No.2 Maroon 5 - Payphone
No, scrub that. Maroon 5 are no more a rock band than I am a professional footballer. Also, this is an awful, awful song, with a deeply idiotic overblown video made by morons on crack.
(pans down the chart ... dum de dum ... who is Conor Maynard? - oh gods, it's the English Justin Bieber ... dum de dum...)
No. 11 Coldplay & Rihanna - Princess of China
Urgh. Britains dullest band paired with Rihanna. Boredom ensues, with another imbecilic video which seems unable to tell the difference between China, Japan, Korea and, for all I know, Norway. Coldplay have become the contemporary bellwether for lack of musical taste, the favourite of unhappily married sales executives in Vauxhall Insignias who think they're soulful. Wrong. They're stupid, and so are you.

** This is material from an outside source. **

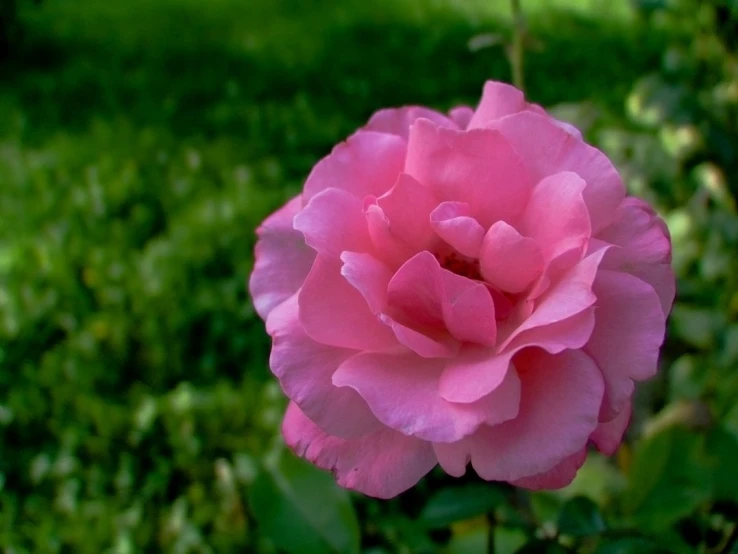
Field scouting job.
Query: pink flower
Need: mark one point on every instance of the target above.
(465, 288)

No. 13 Carly Rae Jepsen - Call Me Maybe
No, it's not remotely rock or indie, but the video is interesting (in the way that a Nigerian scam email is interesting). Despite the fact that Jepsen's drippy princess pop is 100% machine tooled, with no human intervention beyond setting the Autotune on her feeble voice, the video shows her playing with a band. In a garage. The traditional 4/5 piece electric rock band remains the icon of musical authenticity, even when it has become increasingly irrelevant, and is wheeled out to suggest that CRJ is one of "us", even when she's merely the vacuous disposable puppet of a cynical marketing engine. Shameless.
No. 25 Gotye - Someone That I Used To Know
This has got airplay on "alternative" stations like XFM, but really it's just singer songwriter guff. This song has been an enormous success, but I can't stand it. The first half putters along inoffensively enough, though I can't say I like his voice, but then it turns into a "conversation" song with the latter part inverting the former. And I never like that sort of thing. It's trying too hard to be clever AND sensitive, and I want to hit it with a cricket bat.I can't be assed to put up the video. If you haven't seen it by now, meh.
No. 40 Ed Sheeran - Small Bump
Another one who gets onto the "indie" radio, and again it's singer songwriter drivel. I haven't heard this one, but the songs of his I have heard are appalling, and he's an annoying ginger twat. Hint, Ed - when your second (second!) single (You Need Me, I Don't Need You) whinges about other people trying to coat tail your talent, you are a conceited arsehole. I refuse to post any links to this horrible little leprechaun, who has inevitably been garlanded with BRIT Awards, and an Ivor Novello for the mawkishly horrible "A Team".
And that's it. One MOR rock group (and they're paired with an R&B siren), a loopy electro-folk belter, a handful of indie-ish nothings, mostly rubbish, and the rest is the likes of Nicki Minaj, Flo Rida and Katy Perry. Rock music has been shoved off into its increasingly irrelevant niche to be forgotten.